La vision juste de cette machine à broyer des humains cynique et impitoyable que peut être l'entreprise est servie par cet acteur époustouflant. Bien entouré par Sandrine Kiberlain, vraiment formidable dans ce registre grave et dramatique auquel elle semblait avoir renoncé depuis pas mal de temps, Anthony Brajon toujours au top et tous les autres personnages dont certains doivent jouer leur propre rôle.
Un film choc, brillant, très fort.
Commentaires
Même constat, un film plein d'acuité à l'image de son réalisateur que je suis de près depuis longtemps.
Je crois que j'ai vu tous ses films sans m'en rendre compte.
Quel acteur ce Vincent !
Celui-là je tiens absolument à le voir, quitte à aller dans un multiplexe !
Il mérite cet effort :-)
C'est un film que je verrai. Quand ? Je ne sais pas. Pas tout de suite. Pas envie tout de suite de films qui me rappelle la difficile situation économique actuelle...
Lindon est un grand et je suis content pour lui qu'il puisse aborder plein de facettes du même sujet avec ce bon réalisateur (et partenaire) qu'est Brizé.
Difficile de trouver des films réjouissants à part Uncharted.
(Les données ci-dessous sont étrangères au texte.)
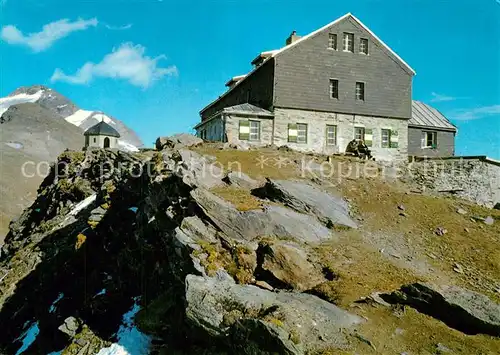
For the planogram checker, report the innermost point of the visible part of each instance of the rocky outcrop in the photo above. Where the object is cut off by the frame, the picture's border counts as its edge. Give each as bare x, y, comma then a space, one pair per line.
117, 227
241, 180
306, 198
257, 321
249, 225
464, 310
285, 265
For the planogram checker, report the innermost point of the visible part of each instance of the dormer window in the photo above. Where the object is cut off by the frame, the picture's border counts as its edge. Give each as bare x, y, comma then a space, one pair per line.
360, 91
363, 46
332, 41
348, 42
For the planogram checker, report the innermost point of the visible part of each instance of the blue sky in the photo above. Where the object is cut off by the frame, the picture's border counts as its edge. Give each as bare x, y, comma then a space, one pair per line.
182, 53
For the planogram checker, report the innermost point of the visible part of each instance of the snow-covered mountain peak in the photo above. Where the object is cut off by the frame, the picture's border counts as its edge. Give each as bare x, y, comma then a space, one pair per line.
66, 109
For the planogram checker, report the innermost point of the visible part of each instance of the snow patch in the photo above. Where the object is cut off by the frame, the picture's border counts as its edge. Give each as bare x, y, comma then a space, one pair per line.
54, 304
78, 117
29, 338
131, 341
6, 102
82, 204
15, 145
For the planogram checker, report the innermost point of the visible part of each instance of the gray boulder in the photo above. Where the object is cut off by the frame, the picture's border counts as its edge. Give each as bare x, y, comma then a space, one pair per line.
70, 326
181, 140
464, 310
271, 221
306, 198
286, 266
258, 321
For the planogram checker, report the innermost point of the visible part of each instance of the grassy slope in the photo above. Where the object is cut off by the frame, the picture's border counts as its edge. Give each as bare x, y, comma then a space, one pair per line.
390, 250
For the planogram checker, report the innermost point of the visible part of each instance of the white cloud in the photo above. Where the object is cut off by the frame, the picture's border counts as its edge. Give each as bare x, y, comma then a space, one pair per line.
442, 98
50, 33
476, 113
118, 28
128, 62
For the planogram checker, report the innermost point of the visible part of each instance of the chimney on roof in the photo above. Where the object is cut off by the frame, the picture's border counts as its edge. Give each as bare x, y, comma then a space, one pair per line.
292, 38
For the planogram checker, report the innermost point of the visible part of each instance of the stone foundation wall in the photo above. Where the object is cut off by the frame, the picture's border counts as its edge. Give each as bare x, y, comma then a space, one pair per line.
316, 127
476, 179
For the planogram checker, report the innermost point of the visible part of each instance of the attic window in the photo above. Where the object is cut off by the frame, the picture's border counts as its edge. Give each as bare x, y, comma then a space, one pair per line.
363, 46
348, 42
360, 91
332, 41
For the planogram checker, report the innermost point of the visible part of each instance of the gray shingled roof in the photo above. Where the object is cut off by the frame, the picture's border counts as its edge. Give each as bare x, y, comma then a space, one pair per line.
248, 109
102, 129
426, 116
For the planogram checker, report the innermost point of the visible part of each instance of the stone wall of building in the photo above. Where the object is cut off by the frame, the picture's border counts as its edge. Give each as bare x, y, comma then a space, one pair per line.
212, 130
475, 179
316, 127
98, 141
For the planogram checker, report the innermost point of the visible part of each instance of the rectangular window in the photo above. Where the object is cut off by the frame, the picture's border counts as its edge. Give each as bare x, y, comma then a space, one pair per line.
332, 41
359, 133
429, 140
301, 133
363, 46
386, 138
255, 130
348, 42
360, 91
331, 135
334, 88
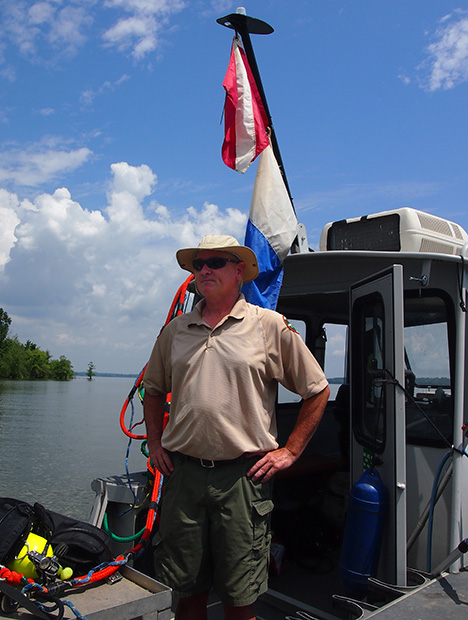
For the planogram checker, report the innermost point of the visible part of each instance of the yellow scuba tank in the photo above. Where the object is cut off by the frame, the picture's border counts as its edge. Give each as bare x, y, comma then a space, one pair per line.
39, 546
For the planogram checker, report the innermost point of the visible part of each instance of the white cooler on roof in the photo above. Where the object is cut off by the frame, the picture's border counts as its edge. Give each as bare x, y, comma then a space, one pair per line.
399, 230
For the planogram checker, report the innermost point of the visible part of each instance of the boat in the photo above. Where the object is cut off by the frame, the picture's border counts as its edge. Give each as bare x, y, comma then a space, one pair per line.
391, 287
372, 520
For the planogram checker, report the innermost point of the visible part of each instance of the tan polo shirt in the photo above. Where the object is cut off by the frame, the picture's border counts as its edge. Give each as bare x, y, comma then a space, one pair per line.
224, 380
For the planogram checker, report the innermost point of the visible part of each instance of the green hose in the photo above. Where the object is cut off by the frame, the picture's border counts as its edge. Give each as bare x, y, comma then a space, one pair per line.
120, 538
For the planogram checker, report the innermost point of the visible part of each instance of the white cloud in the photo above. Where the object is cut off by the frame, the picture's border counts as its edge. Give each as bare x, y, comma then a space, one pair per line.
447, 62
39, 162
9, 218
140, 30
98, 285
89, 95
28, 27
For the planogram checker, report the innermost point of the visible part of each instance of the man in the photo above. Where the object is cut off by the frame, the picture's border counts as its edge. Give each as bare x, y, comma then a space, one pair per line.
222, 363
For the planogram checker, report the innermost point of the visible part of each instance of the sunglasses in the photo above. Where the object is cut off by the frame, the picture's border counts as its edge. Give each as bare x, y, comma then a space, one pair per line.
215, 262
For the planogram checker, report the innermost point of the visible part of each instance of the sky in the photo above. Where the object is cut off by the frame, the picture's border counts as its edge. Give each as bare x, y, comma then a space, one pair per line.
110, 145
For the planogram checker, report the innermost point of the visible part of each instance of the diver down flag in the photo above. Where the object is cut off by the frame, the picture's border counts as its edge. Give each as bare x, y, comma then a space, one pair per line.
245, 119
271, 230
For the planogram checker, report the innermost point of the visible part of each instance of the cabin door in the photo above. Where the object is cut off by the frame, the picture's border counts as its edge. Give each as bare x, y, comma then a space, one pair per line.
378, 405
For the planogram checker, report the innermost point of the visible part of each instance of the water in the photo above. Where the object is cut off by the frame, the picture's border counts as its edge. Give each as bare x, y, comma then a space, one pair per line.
56, 437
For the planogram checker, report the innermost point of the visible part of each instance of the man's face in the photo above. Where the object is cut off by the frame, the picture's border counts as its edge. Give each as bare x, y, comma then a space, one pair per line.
217, 283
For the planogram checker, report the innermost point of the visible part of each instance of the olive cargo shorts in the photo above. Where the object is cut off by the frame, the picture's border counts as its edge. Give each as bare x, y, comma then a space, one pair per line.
214, 531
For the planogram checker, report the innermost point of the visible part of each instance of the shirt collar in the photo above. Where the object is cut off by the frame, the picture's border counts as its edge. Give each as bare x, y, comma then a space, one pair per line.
238, 311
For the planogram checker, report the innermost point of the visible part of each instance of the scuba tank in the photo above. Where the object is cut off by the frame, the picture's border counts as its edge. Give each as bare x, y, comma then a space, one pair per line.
36, 557
363, 532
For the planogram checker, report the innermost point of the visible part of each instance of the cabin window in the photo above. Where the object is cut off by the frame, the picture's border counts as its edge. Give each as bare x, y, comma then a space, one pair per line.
336, 337
284, 395
429, 402
368, 366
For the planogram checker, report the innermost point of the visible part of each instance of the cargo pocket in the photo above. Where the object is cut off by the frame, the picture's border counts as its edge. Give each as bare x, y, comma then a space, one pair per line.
261, 520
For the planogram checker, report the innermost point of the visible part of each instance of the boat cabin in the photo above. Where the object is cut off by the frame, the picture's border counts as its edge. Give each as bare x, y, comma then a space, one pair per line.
382, 306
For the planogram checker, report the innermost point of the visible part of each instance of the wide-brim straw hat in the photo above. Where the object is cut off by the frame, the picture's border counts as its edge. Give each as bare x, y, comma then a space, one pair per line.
221, 243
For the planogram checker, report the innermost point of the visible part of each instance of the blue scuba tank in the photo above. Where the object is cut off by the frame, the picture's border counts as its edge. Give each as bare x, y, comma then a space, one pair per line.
363, 532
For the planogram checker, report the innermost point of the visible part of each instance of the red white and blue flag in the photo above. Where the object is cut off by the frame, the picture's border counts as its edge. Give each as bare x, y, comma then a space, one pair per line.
245, 119
271, 230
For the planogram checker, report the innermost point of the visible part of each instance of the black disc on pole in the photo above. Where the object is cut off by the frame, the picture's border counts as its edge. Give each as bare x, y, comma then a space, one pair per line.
239, 22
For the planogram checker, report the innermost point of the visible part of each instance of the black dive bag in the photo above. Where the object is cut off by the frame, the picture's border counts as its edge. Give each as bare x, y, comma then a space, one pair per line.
77, 544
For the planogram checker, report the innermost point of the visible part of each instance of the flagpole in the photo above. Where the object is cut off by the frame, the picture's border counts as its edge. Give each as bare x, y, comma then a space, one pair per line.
245, 25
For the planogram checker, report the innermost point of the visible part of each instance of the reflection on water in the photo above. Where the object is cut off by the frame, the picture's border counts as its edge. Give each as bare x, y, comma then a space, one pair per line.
56, 437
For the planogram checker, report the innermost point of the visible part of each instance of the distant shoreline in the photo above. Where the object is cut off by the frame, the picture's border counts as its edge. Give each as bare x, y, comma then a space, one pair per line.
107, 374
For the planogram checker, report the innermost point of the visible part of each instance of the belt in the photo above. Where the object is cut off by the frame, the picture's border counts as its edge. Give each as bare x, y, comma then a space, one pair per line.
208, 463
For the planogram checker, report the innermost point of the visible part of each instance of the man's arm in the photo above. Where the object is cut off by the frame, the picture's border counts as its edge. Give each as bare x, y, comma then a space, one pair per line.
153, 410
308, 419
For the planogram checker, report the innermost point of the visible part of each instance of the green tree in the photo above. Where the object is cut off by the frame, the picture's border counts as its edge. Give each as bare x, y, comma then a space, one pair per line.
13, 360
37, 363
90, 372
61, 369
5, 323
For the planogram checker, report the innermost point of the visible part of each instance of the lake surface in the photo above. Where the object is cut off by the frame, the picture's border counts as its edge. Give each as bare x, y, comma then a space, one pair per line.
56, 437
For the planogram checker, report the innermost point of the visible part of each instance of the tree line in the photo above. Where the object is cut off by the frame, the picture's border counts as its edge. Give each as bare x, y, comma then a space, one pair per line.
28, 361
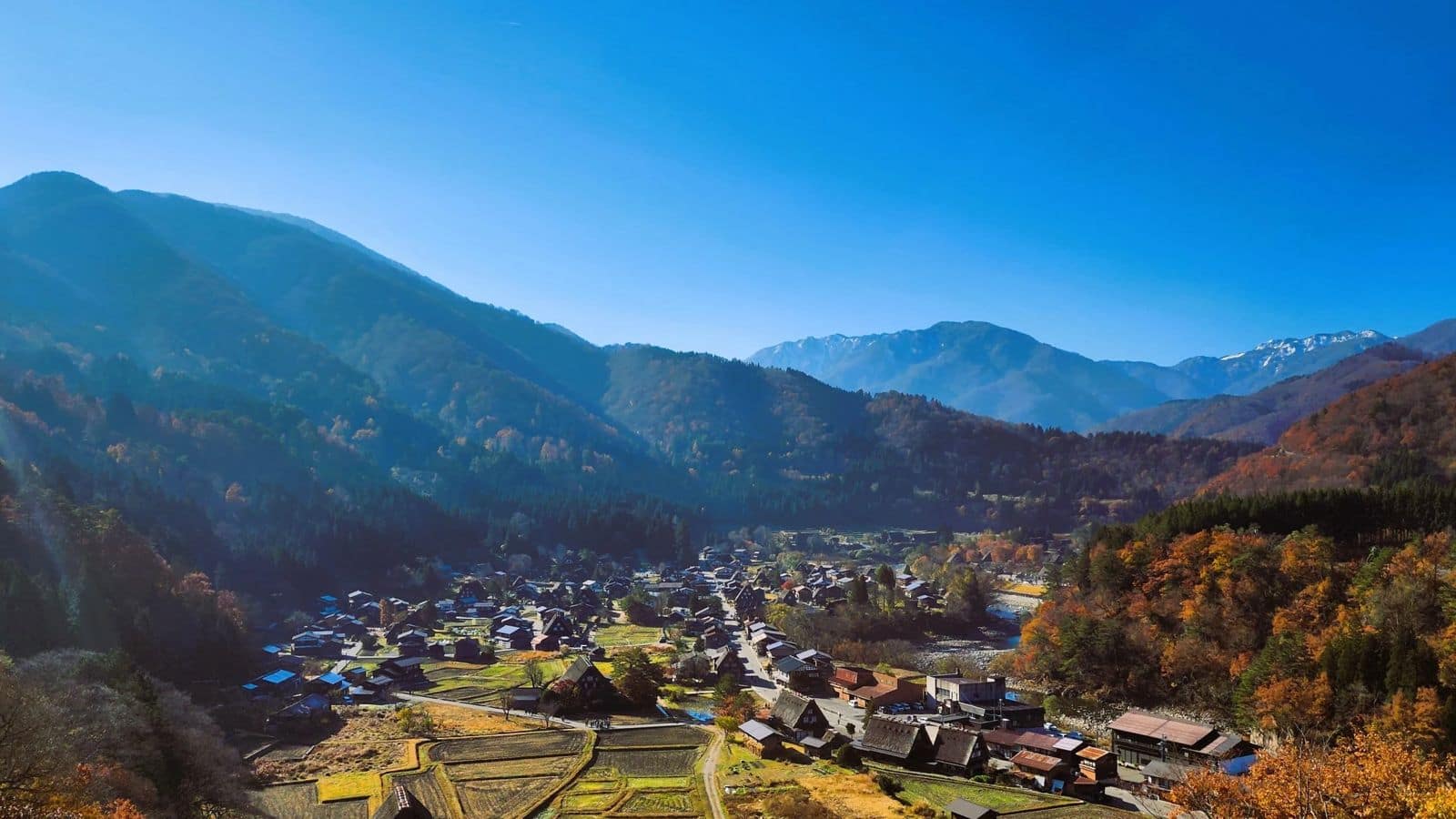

Vincent, j'ai toujours l'impression qu'il va proposer "la même chose" et il me surprend toujours.
Outre Vincent Lindon et Sandrine Kiberlain, il faut signaler la pléiade d'acteurs (souvent non professionnels) incarnant des seconds rôles. Leur interaction avec Lindon est stupéfiante de réalisme.
Brizé a encore réussi son coup. Quelle claque, ce film !
Je suis d'accord. Un film qui secoue bien.
Vincent Lindon est stupéfiant de réalisme ! C'est un film que je n'avais pas prévu de voir mais qui m'a pourtant poursuivie ...
Je craignais aussi un peu mais la puissance d'interprétation de Lindon emporte tout.